Because of an uprising of the Natchez Indians, in 1739 Jean-Baptiste Le Moyne, best known as Bienville, led an army of 1,200 Frenchmen and 2,400 blacks and Indians to what is now the downtown Memphis river bluff. At what is believed to be the former site of Fort Prudhomme, Bienville erected a huge stockade fort with three bastions facing toward the land and another two bastions facing the river. The fort extended down seven massive terraces to the river’s edge. The site is believed to be just to the north of Chickasaw Heritage Park, a mound village with at least 9 mounds including two huge platform mounds. Only the two platform mounds remain today. Oddly, the mound site, overlooking a huge and wide bend in the river, was a fort during the Civil War with cannons placed on and even inside the mounds.

Bienville’s fort was named Fort Assumption because it was finished on the Feast of Assumption day. It was located just on the north side of the I-55 Bridge and old railroad bridge where a modern church and local TV station is headquartered. The majority of the force at Fort Assumption left the next year (1740) after a peace treaty was arranged with the Chickasaw, but the treaty was tenuous and violated routinely. Another military venture against the Chickasaw (unsuccessful) was tried by the French in 1754, and in 1762 the French made a secret treaty ceding the land to Spain. And because they assisted the Americans during the Revolutionary War, Spain claimed all of what is today Kentucky, Tennessee, Mississippi, and Alabama. But much of this territory remained controlled by tribes and brave colonists and explorers who had entered the area.

In the 1790’s Spain decided to secure the land near Memphis and in 1795 the Louisiana Governor Carondelet sent Lt. Gov. Manuel Gayoso de Lemos to the Memphis riverbanks to build a fort. In May 1795 Fort San Fernando de las Barrancas was built at the mouth of the Wolf River, where it empties into the Mississippi in downtown Memphis. (The Wolf River’s mouth has since been altered.) Fort Barrancas, a large, well-built stockade, had four bastions, each located on a corner. The site can be visited today, but a huge and now unused steel pyramid sits at the precise spot. The pyramid was once an arena for basketball and other Memphis sports and may become a Bass Pro Shop mega store. Nothing but a historical sign records the fort’s history. It is a bizarre and odd series of historical events at this important location.
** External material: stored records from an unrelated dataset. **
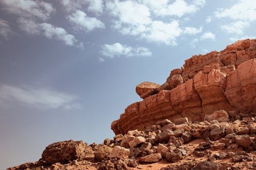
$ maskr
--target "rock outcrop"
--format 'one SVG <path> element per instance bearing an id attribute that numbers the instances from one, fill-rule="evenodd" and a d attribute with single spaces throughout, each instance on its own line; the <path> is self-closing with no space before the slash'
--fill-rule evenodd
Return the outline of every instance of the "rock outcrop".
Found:
<path id="1" fill-rule="evenodd" d="M 256 112 L 256 39 L 240 40 L 220 52 L 195 55 L 171 71 L 161 86 L 136 87 L 143 100 L 129 106 L 111 129 L 142 130 L 157 122 L 187 117 L 201 121 L 224 110 L 230 116 Z"/>
<path id="2" fill-rule="evenodd" d="M 130 131 L 99 144 L 73 140 L 54 143 L 38 161 L 8 169 L 160 169 L 145 164 L 159 161 L 161 170 L 255 169 L 256 131 L 250 128 L 255 127 L 254 117 L 228 122 L 186 120 L 180 119 L 178 123 L 183 123 L 176 125 L 165 119 L 145 131 Z"/>

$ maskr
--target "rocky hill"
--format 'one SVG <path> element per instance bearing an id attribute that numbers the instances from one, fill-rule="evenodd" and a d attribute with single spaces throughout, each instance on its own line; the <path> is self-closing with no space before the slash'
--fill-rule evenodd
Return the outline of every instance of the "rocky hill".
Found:
<path id="1" fill-rule="evenodd" d="M 101 144 L 58 142 L 9 170 L 255 169 L 256 39 L 194 56 L 162 85 L 136 87 Z"/>
<path id="2" fill-rule="evenodd" d="M 165 118 L 201 121 L 222 109 L 231 117 L 256 112 L 255 58 L 255 39 L 193 56 L 173 70 L 163 85 L 138 85 L 136 92 L 144 100 L 129 106 L 111 128 L 116 134 L 125 134 Z"/>

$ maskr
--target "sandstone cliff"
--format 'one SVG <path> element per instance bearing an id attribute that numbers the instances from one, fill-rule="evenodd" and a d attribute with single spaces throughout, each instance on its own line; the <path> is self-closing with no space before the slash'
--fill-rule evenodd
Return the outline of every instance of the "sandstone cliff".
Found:
<path id="1" fill-rule="evenodd" d="M 161 86 L 150 82 L 137 86 L 143 100 L 129 106 L 111 129 L 116 134 L 125 134 L 165 118 L 201 121 L 222 109 L 230 117 L 256 112 L 255 58 L 256 39 L 194 56 L 172 70 Z"/>

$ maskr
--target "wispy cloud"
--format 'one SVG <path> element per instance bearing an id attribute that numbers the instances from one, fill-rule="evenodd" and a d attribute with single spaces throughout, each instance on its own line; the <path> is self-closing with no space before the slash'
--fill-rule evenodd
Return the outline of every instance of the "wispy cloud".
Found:
<path id="1" fill-rule="evenodd" d="M 219 8 L 215 12 L 217 18 L 229 18 L 233 20 L 256 20 L 256 3 L 254 0 L 240 0 L 230 8 Z"/>
<path id="2" fill-rule="evenodd" d="M 150 49 L 144 47 L 133 47 L 122 45 L 119 43 L 113 44 L 104 44 L 100 53 L 105 57 L 109 58 L 125 57 L 150 57 L 152 53 Z M 100 61 L 102 61 L 100 59 Z"/>
<path id="3" fill-rule="evenodd" d="M 75 95 L 47 89 L 0 84 L 0 102 L 6 106 L 18 102 L 28 107 L 39 109 L 72 110 L 81 107 L 77 102 L 78 100 Z"/>
<path id="4" fill-rule="evenodd" d="M 38 0 L 1 0 L 4 10 L 23 17 L 36 17 L 42 20 L 48 19 L 55 11 L 52 5 Z"/>
<path id="5" fill-rule="evenodd" d="M 229 23 L 222 25 L 221 28 L 222 30 L 229 34 L 243 34 L 244 29 L 249 26 L 249 22 L 239 20 L 231 22 Z"/>
<path id="6" fill-rule="evenodd" d="M 202 27 L 198 29 L 194 27 L 185 27 L 183 32 L 185 34 L 189 35 L 195 35 L 202 32 L 202 30 L 203 28 Z"/>
<path id="7" fill-rule="evenodd" d="M 214 40 L 215 39 L 215 34 L 211 33 L 211 32 L 206 32 L 204 33 L 200 37 L 200 39 L 201 40 L 205 40 L 207 39 L 211 39 Z"/>
<path id="8" fill-rule="evenodd" d="M 68 12 L 74 12 L 78 9 L 87 10 L 97 14 L 103 12 L 104 5 L 102 0 L 59 0 L 60 4 Z"/>
<path id="9" fill-rule="evenodd" d="M 74 23 L 80 30 L 87 32 L 91 31 L 96 29 L 103 29 L 105 25 L 100 20 L 87 16 L 84 12 L 77 10 L 67 17 L 70 22 Z"/>
<path id="10" fill-rule="evenodd" d="M 74 35 L 68 34 L 63 28 L 55 27 L 46 22 L 36 23 L 32 20 L 24 18 L 19 18 L 18 22 L 20 29 L 28 34 L 42 35 L 48 38 L 62 41 L 67 45 L 83 47 L 82 43 L 79 42 Z"/>
<path id="11" fill-rule="evenodd" d="M 184 0 L 176 0 L 172 4 L 169 4 L 168 1 L 141 0 L 139 2 L 148 6 L 157 16 L 178 17 L 194 13 L 205 4 L 205 0 L 192 1 L 190 4 Z"/>
<path id="12" fill-rule="evenodd" d="M 177 0 L 171 4 L 167 1 L 116 0 L 108 1 L 106 6 L 109 13 L 114 18 L 112 26 L 114 30 L 149 42 L 174 46 L 178 44 L 178 37 L 184 34 L 199 33 L 202 28 L 182 27 L 177 19 L 167 22 L 154 20 L 151 16 L 152 11 L 157 16 L 177 18 L 196 12 L 205 3 L 204 0 L 193 1 L 190 5 L 183 0 Z M 168 7 L 165 7 L 166 6 Z"/>
<path id="13" fill-rule="evenodd" d="M 0 35 L 5 39 L 8 39 L 10 35 L 13 33 L 8 22 L 0 19 Z"/>
<path id="14" fill-rule="evenodd" d="M 218 8 L 214 13 L 215 17 L 220 19 L 231 20 L 222 27 L 226 33 L 244 34 L 244 30 L 256 20 L 256 3 L 254 0 L 240 0 L 229 8 Z"/>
In late 1795 Spain ceded the territory above Memphis and to the east to the new United States in the Treaty of San Lorenzo and the Spanish garrison moved to the other side of the river in 1797. Americans rebuilt Fort Barrancas and named it Fort Adams. The fort was rebuilt again and renamed Fort Pike still later.

Meanwhile the Spanish garrison erected another fort, called Fort Esperanza, on the other side of the river in the midst of a large complex of mounds at what is today Marion, Arkansas. The mounds were incorporated and enclosed by the fort’s defenses, and a large settlement, named Hopefield, gradually grew around Esperanza, which collected tariffs from boats moving on the river. At the time, Fort Esperanza was by the west banks of the Mississippi River, but earthquakes and movements by the river have left the actual river about a half-mile from the site. Unfortunately, the west side of the river does not have high bluffs and the area was flooded yearly, but the mounds provided refuge. In 1803, the Spanish abandoned the fort, but the fort continued in use and the town flourished. By 1859 the town of Hopefield was a bustling river port and was then touted as a place “destined to be one among the great cities of the West.” The town and fort were burned to the ground in the Civil War and later floods literally wiped away all traces—except for a few of the remaining mounds. In the early 1980's my wife and I did find some small remains of the Spanish fort by a small lake which was once part of the river.

Marion, Arkansas holds an annual festival in May called “Esperanza Bonanza,” a three-day event of music, food, and games near the site. It is all that remains of the Spanish heritage of the fort. But several streets and even a college in Memphis bear the names of some of the early explorers and officials who erected the forts. Perhaps appropriately, only the mounds near the old forts still remain, partly intact, and visible.